I’ve spent much of my career working in cyber-security on a self-employed basis, which, from time to time gives me the luxury of being able to walk away from the corporate machine for a few months and follow my other passion: writing. I completed my last assignment at the end of Jan-20, and initially I thought I was going to begin work on Ferret #2. It turns out that I’m going to write Pornofish instead.
Over the years I’ve told many tales about my childhood, growing up in a northern fishing town. Compared to the cotton wool in which today’s youngsters are wrapped, the events of my pre-teen years are positively heart-attack inducing. Anyway, this is an aside – I’ll be publishing more about the real 1970s and some of the things we got up to in due course.
As the title of my forthcoming novel suggests, it involves porn and fish. To be fair, it’s about 99% fish and 1% porn – but as ‘fishporn’ is suggestive of something that Jacques Cousteau (a 70s favourite of mine) might watch, Pornofish it is.
I remember when softcore porn started to appear on the scene in the early 1970s. To us kids, there was no such thing as softcore and hardcore porn – we simply had mucky books or nuddie mags. Our dads kept such stuff well hidden and certainly didn’t show it to our mums. Sex was something to be embarrassed about, and performed in the dark. Anything hardcore was locked safely away, never mentioned and treated like the Crown Jewels. I remember the first time I saw hardcore porn – I was about 14 and a school friend of mine whose dad was a fisherman showed me a black and white magazine featuring men doing unspeakable things to ladies. I was shocked. I was even more shocked when he produced another mag that featured men doing it with an assortment of animals!
As memories are liable to corruption over time, I find myself in a position where for the sake of authenticity I must research the history of printed pornography in Great Britain. In the period in which I’m interested (1973/74), the easily available magazines were more fashion shoots with the odd flash of breasts. Full nudity was frowned upon, but that boundary was being pushed by the release of films such as Deep Throat (1972), Behind the Green Door (1973) and the Devil in Miss Jones (1974). The US releases left little to the imagination, but the UK versions had all the naughty scenes censored. The commercial success of these films opened the floodgates and ushered in what’s known as the Golden Age of Porn which ran until 1984. In 70s America, porn was shot on the East Coast – mainly in New York – using stage actors and actresses, who fearing for their livelihoods, used pseudonyms. Naturally, anything that happened in New York attracted the attention of the Mob, which led to some pretty interesting situations and a fear that the erotic movie business would become fully Mafia controlled. A landmark legal case in 1973 changed the ground rules for erotic movies by declaring that nudity and sex must be justified as part of the story-line, rather than the sole objective of the movie. This effectively kept porn out of mainstream cinemas, forcing it underground. With the advent of the video camera and cheaper movie production, the porn industry moved out to the West Coast, employing sex workers (strippers and escorts), resulting in the porn industry we see today.

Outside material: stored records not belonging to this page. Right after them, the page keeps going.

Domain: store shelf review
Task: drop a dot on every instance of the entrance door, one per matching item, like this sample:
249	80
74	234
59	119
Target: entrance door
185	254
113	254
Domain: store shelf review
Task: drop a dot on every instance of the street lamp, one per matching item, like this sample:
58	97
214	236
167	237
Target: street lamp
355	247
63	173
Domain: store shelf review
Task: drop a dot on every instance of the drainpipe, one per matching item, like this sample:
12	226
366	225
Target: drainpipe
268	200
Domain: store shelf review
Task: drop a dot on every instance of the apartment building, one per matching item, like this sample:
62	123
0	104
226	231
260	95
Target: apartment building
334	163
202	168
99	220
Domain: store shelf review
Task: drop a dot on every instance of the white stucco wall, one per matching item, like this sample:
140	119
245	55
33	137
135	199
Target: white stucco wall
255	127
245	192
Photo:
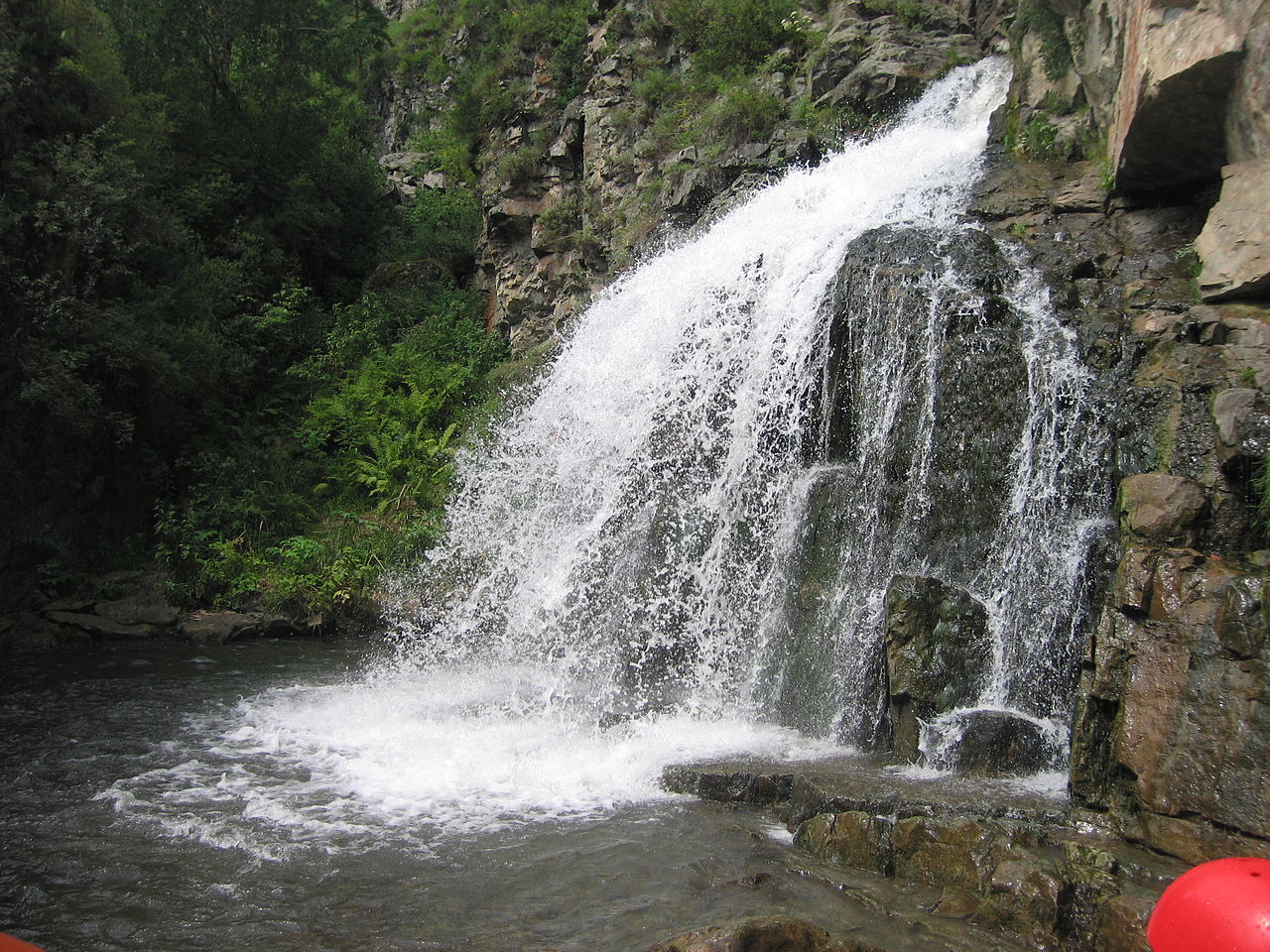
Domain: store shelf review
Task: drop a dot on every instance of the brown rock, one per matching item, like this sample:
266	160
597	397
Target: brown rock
1161	508
956	904
1242	417
949	852
1234	244
1028	892
855	838
938	655
1121	924
1170	109
769	933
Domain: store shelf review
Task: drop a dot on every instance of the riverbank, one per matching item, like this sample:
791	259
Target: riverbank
134	604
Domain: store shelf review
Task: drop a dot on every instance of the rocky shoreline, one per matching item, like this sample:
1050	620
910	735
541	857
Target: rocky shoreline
135	606
1030	871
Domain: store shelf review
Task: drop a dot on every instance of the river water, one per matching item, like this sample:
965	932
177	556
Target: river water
486	777
135	815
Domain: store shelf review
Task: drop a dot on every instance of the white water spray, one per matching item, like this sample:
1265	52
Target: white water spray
611	592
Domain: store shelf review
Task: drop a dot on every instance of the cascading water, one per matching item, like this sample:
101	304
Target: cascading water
634	572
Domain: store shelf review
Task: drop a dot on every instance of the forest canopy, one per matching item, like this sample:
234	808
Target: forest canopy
191	359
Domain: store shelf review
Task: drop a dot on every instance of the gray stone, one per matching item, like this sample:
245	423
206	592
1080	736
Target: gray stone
218	626
100	627
1161	508
140	610
1242	417
1170	111
939	654
996	744
1234	244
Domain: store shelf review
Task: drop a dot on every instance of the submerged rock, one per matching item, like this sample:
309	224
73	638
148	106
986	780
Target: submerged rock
769	933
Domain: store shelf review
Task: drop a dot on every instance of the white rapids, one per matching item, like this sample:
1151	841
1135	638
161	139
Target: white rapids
597	608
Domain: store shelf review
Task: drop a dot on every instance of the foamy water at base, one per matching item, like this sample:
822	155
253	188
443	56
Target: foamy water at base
420	757
200	798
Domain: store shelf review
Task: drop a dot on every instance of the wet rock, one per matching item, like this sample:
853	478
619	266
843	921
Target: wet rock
938	655
1175	730
1121	921
1170	109
956	902
1029	892
996	744
769	933
151	610
949	852
1161	508
735	785
1241	619
1234	244
99	626
218	626
856	839
1242	417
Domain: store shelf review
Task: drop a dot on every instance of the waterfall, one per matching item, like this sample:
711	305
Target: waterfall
679	546
631	535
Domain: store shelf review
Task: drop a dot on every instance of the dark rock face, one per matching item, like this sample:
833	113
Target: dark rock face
939	654
769	933
980	388
1174	734
1242	417
996	744
920	321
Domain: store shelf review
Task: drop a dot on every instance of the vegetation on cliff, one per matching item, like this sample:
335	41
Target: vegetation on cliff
191	354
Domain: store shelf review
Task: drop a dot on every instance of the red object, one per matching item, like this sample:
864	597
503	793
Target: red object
1218	906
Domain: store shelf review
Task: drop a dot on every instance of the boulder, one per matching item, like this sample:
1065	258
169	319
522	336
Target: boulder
1234	244
1242	417
220	626
939	655
98	626
1174	726
139	610
1169	121
957	851
1161	508
993	744
855	838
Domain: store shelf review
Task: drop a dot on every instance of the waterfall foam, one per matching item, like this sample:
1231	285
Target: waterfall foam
615	589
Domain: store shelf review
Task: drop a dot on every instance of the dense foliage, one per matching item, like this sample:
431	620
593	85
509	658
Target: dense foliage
190	354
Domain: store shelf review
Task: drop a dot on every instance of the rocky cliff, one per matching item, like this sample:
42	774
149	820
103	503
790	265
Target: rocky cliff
1138	135
1130	164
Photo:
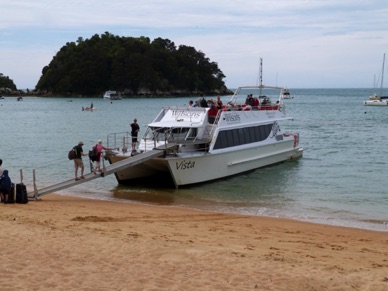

Back to 1973. I remember people talking about Danish nuddie mags. This was what everyone wanted, and I’m pretty sure that Denmark was the country of origin for the mags I saw aged 14 and subsequently spent twenty years wishing I hadn’t. Logically, this means that Danish smut comprises the porno half of pornofish (haddock being the fish part). Now we need to know a bit more about the history of the Danish porn industry. You know those questions that you wish you’d never asked, and wish even more that you didn’t find out the answer to? Well, this is one of them.
Without further ado, let’s see what Wikipedia has to say about Danish Porn:
The first country in the world to legitimize pornography was Denmark in 1967. That year, the country legalized pornographic literature. Subsequently in 1969, it became the first nation in the world to legalize pictorial and audiovisual pornography.
People in Denmark have had free access to it ever since. There still are a few regulations: for example, pornography must be placed out of the eyesight of children, and it may not be sold to persons under the age of 15.
Prior to 2015 there were no specific restrictions against animal pornography and such affairs came under animal cruelty laws. If no harm or pain has been inflicted on the animal, such acts are not illegal. This changed in late April 2015, when Denmark passed a new law, making sex with animals illegal. This lack of legislation has allegedly made Denmark a center for the production of animal pornography. This accusation, however, was dismissed as a myth by Det Dyreetiske Råd, a legal council, which in November 2006 published an extensive report on the topic of animal sex.
So there you have it. It’s only in the last 5 years that the Danes have outlawed sex with animals. Prior to that, presumably as long as there were plenty of kisses and cuddles afterwards, everything else was on the table. I guess that the undeclared Golden Age of Danish Animal Porn which ran from 1969 – 2015 is finally over after 46 years. The moral of this investigation? If you’re Welsh or a Kiwi you’ve been unfairly smeared for sheep-based proclivities. It was the filthy Danes all along, with their fake accents, fake teeth and ginger wigs giving you sturdy patriots a bad name.